The archer's faulted for its lack Subgenius craves it—calls it slack Potter shaping mound of clay Seeks wabi-sabi, so they say Outnumbered by the many foe Kung Fu's the only way to go The Koan reaches eager ears Throws a wrench into the gears Like pyramids, real power now Though no one knows exactly how An author knows this very well: Slipped in the title, book will sell That certain something thought of when You don't know what to call it: Zen
Just for fun, search “Zen and the Art of” and see all the various suggestions offered by your search engine. (I recommend DuckDuckGo as a privacy oriented search alternative to the big guys.

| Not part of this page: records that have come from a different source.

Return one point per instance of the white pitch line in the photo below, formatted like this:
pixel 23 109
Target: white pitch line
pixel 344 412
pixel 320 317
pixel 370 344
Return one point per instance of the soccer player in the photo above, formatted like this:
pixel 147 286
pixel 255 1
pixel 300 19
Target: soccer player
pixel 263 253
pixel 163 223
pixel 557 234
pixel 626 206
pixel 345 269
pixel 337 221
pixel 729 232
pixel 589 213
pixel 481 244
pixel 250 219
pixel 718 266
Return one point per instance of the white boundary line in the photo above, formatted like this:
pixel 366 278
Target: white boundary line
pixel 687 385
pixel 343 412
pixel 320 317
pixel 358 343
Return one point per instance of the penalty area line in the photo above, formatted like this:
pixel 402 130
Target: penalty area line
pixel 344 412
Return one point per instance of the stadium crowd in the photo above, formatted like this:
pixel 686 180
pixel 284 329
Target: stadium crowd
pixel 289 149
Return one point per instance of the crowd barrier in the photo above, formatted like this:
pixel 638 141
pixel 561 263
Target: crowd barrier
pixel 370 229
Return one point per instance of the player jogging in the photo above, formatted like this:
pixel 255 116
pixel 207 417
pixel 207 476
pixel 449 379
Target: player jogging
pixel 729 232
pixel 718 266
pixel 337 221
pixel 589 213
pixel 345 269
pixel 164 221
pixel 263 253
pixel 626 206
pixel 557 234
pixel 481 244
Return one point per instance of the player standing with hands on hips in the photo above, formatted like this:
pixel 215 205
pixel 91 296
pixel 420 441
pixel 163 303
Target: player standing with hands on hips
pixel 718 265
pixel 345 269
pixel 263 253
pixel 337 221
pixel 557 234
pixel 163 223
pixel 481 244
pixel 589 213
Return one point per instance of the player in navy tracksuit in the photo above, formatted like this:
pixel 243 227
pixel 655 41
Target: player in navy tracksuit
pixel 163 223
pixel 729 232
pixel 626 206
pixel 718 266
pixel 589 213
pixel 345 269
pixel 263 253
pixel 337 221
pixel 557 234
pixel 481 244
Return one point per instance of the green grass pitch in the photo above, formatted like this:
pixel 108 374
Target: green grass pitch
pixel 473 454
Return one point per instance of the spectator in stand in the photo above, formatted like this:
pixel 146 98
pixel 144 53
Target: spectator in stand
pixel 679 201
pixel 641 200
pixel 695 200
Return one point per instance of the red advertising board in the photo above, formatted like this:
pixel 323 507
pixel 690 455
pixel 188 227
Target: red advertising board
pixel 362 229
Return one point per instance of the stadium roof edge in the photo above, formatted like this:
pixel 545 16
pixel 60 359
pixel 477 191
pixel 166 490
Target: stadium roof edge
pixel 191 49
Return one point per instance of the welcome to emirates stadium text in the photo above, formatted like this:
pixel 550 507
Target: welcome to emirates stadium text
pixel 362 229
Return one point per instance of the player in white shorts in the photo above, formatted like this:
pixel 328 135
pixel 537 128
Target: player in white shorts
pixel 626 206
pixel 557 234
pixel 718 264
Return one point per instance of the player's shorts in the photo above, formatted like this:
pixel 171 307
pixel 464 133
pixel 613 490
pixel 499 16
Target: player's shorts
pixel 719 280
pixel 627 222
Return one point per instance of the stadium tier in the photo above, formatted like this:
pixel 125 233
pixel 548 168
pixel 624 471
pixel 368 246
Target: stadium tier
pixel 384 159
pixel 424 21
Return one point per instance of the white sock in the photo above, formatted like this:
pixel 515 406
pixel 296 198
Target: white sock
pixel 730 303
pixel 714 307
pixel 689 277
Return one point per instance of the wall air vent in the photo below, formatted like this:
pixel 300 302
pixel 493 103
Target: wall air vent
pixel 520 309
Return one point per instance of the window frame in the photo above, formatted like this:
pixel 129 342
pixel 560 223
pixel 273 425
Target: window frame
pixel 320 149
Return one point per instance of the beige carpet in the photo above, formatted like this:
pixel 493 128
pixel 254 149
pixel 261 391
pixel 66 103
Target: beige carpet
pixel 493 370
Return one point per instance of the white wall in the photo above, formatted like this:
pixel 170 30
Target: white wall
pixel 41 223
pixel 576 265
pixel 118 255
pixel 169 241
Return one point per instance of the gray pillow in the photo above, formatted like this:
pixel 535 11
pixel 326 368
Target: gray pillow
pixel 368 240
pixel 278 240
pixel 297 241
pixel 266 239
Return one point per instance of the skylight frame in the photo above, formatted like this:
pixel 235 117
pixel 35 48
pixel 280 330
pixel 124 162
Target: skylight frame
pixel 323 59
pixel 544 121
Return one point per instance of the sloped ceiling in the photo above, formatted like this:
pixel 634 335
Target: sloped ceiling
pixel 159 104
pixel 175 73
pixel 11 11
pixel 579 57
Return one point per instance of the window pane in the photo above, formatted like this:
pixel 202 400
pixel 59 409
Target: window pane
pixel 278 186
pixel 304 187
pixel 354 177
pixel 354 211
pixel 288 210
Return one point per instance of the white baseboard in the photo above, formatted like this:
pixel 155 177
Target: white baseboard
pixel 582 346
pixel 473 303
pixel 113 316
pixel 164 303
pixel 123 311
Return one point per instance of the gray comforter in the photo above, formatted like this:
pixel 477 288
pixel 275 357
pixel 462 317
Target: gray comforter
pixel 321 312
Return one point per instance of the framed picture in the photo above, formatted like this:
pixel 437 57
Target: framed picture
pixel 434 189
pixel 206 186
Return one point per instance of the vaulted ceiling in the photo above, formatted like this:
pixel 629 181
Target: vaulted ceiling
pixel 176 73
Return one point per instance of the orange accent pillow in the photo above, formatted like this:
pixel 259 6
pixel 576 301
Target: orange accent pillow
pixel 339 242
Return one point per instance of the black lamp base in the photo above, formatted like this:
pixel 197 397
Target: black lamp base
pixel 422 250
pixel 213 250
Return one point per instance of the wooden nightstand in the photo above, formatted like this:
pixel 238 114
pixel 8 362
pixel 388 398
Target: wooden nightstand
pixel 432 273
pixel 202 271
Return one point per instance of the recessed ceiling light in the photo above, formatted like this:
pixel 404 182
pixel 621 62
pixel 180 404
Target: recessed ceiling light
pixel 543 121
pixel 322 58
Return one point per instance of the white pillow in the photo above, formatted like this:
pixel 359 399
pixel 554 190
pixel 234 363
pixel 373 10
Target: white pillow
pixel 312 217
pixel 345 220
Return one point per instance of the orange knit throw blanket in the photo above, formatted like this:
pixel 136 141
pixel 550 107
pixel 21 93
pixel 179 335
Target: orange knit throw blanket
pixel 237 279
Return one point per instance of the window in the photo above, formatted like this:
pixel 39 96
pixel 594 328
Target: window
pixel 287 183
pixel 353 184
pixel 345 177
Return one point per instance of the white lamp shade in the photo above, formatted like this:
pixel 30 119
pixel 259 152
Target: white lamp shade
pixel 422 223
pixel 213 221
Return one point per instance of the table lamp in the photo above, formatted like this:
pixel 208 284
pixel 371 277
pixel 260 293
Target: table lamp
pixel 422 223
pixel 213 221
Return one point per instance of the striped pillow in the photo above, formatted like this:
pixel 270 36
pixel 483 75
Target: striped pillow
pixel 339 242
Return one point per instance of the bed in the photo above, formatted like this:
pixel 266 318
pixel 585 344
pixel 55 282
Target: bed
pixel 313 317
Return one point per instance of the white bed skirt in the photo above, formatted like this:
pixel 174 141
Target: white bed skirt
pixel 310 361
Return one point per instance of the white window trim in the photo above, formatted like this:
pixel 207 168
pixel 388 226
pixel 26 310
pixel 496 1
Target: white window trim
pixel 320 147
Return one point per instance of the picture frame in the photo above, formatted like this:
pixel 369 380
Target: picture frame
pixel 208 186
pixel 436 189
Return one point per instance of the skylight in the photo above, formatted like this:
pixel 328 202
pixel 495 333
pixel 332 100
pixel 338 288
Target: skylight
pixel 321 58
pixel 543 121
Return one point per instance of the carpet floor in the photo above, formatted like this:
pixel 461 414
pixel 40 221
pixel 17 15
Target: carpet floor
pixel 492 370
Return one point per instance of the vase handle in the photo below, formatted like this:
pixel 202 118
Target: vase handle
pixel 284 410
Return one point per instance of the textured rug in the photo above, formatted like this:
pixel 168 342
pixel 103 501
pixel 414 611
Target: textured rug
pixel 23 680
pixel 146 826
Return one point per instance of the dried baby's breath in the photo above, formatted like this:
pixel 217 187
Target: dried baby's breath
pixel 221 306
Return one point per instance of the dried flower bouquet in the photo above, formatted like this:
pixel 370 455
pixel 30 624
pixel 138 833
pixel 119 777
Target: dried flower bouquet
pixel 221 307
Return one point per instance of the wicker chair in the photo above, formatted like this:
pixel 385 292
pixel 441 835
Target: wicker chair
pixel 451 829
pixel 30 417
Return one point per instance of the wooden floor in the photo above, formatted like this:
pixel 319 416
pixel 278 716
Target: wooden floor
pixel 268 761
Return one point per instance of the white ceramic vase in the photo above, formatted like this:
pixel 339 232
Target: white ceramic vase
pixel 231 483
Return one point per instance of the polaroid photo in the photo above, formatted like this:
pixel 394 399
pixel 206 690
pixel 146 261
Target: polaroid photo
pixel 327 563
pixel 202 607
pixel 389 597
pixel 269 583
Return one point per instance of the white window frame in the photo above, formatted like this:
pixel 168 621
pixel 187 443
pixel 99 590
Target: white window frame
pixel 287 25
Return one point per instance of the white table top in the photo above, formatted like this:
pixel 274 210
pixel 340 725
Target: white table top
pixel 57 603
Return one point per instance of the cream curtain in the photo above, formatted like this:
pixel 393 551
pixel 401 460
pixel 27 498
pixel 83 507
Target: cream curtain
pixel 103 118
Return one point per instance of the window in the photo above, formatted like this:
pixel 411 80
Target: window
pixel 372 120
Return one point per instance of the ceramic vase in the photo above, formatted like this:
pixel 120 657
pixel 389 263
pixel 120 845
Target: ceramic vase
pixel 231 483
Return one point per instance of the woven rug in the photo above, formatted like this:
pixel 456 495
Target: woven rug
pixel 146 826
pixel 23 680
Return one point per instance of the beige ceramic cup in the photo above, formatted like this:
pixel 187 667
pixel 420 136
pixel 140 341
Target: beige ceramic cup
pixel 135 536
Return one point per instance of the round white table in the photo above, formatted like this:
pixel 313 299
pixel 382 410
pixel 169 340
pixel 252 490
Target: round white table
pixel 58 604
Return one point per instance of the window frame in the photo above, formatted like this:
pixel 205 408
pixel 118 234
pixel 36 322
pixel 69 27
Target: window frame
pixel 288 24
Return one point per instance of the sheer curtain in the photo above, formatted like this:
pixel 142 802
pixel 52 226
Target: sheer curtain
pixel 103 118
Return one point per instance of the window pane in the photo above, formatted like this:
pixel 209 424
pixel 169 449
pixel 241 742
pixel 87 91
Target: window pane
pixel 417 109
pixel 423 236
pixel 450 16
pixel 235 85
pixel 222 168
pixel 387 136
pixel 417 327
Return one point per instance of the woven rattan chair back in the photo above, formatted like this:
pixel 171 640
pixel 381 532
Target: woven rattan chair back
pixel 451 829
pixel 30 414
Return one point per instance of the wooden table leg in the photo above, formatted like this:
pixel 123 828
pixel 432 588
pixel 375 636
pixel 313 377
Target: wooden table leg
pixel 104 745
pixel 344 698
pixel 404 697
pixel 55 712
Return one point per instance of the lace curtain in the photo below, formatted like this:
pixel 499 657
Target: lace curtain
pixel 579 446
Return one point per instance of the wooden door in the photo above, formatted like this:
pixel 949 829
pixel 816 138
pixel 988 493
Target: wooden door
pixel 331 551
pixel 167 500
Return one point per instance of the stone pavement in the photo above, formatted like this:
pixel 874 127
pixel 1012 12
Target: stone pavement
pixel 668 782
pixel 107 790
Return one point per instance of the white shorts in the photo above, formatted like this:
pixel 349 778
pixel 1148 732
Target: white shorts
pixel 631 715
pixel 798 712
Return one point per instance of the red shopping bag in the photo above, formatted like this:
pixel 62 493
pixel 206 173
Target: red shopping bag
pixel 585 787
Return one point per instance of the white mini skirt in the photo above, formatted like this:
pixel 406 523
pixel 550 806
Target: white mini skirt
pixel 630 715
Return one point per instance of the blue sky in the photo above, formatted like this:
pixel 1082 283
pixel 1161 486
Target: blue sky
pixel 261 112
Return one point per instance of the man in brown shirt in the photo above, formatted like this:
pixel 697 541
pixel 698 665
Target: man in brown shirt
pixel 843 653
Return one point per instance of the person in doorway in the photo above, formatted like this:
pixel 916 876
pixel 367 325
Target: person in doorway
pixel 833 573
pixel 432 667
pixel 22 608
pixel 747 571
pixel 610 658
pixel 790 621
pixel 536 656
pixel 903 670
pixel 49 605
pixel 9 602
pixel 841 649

I do not use Google anymore.) Turns out that Robert Pirsig was riffing on another book’s title when he published Zen and the Art of Motorcycle Maintenance: which was Zen in the Art of Archery, by German philosophy professor Eugen Herrigel, published in 1948.
Something striking to me about Western culture is that it’s thoroughly grounded in materialist orthodoxy but is endlessly fascinated with the ‘Mysteries of the East’ like Zen and martial arts. Everybody doesn’t like something, but nobody doesn’t like Kung Fu.
Pitch perfect opening sequence to my favorite Woody Allen film. If you see nothing else from this man’s catalogue see this, and Broadway Danny Rose, a masterful callback to the classic screwball comedies of the 30s and 40s. If you want to grouse about his personal scandals kindly show yourself the door, before I call a bouncer.
Up in the wee hours having a bit of a snack attack and I find half an order of french fries in the back of the fridge from four or more days ago. One ketchup pack in there too, so I microwave them for thirty and indulge. Tasty, but a little leathery. Like if you made jerky from potatoes.
Then I go into the bathroom and my forehead and eyebrows get netted with spider webbing right there by the toilet. (This is where the photo above comes in.) So that’s always a weird surprise, to catch spiderweb with your face. It’s like thousands of tiny little fingers reaching in from another dimension and just touching you inappropriately.
But I like spiders and this guy seems to know it because he’s just sitting there looking at me with at least a few of his eight eyes, and I’m wiping my face and head with my bare hands like a man suddenly evacuated from the ordinary reality that decent people routinely enjoy as a God given right. It’s a bit humiliating, like having your credit card declined in front of people you are eager to impress. And I still have to pee, which always lends a note of emergency to any situation, no matter how mundane.
Next I find myself standing on the toilet seat with my camera in macro mode and it suddenly occurs to me that there’s just no reason for anything at all. So we should all stop worrying.